Genf

Trotz neuen Enthüllungen rund um die Reise nach Abu Dhabi: Pierre Maudet wird Staatsratspräsident

Unter Druck: Pierre Maudet.

Unter Druck: Pierre Maudet.

2015 reiste Pierre Maudet in die Vereinigten Arabischen Emirate an ein Formel-1-Rennen. Deshalb wurde ein Verfahren gegen ihn eingeleitet. Am Dienstag wurde Maudet zum Präsidenten des Genfer Staatsrats gewählt.

Pierre Maudet ist am Dienstag zum Präsidenten des Genfer Staatsrats gewählt worden. Damit weiss der bestgewählte Regierungsrat, der seit gut einer Woche in der Kritik steht, zwar seine Ratskollegen hinter sich. Der FDP-Politiker und Bundesratskandidat vom letzten Winter muss auf die neue Legislatur hin jedoch das Wirtschaftsdossier abgeben, darf aber das Polizei- und Flughafendossier behalten. Ein Entscheid, der im Licht der jüngsten Enthüllungen überrascht.

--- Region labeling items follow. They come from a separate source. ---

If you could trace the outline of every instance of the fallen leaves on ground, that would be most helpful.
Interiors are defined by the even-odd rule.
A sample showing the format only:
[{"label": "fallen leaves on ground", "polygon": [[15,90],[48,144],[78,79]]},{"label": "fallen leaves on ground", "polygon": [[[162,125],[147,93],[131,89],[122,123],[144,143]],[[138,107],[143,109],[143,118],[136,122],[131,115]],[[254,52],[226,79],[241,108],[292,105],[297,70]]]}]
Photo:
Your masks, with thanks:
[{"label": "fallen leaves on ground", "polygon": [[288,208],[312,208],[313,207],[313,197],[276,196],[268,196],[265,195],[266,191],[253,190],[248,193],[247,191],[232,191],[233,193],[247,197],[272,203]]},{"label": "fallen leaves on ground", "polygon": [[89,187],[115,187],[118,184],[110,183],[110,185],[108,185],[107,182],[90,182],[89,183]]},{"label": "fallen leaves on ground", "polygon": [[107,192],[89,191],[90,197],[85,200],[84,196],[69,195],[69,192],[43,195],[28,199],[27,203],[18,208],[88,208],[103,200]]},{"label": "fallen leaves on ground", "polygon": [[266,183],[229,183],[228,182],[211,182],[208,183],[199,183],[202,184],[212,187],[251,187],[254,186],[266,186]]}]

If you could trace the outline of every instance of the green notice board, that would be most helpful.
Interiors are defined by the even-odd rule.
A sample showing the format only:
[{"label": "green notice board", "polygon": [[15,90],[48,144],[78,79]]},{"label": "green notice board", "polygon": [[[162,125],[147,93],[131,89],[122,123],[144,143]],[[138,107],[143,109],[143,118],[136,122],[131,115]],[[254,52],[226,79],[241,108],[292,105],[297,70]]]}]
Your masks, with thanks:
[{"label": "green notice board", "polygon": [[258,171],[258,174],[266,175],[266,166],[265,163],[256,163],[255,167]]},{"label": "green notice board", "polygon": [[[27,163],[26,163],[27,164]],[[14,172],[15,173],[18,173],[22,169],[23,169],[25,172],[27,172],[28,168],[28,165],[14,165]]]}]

Noch letzte Woche hatte es nicht danach ausgesehen. Vor zehn Tagen hatte der Genfer Staatsanwalt bestätigt, ein Verfahren wegen Vorteilsannahme eingeleitet zu haben. Dieses richtet sich zwar gegen unbekannt, im Visier sind aber Maudet und sein Stabschef.

Was war passiert? 2015 reiste Pierre Maudet in die Vereinigten Arabischen Emirate an ein Formel-1-Rennen. Begleitung: seine Frau, die drei Kinder, der Kabinettschef und ein Freund. Auf dieser als privat deklarierten Reise traf Maudet aber auch den Kronprinzen der Emirate.

Maudet räumte letzte Woche zwar ein, die Reise nicht selbst bezahlt zu haben, sondern ein Geschäftsmann mit libanesischen Wurzeln. Er habe ein schlechtes Gefühl gehabt, aber die Reise nicht annullieren wollen.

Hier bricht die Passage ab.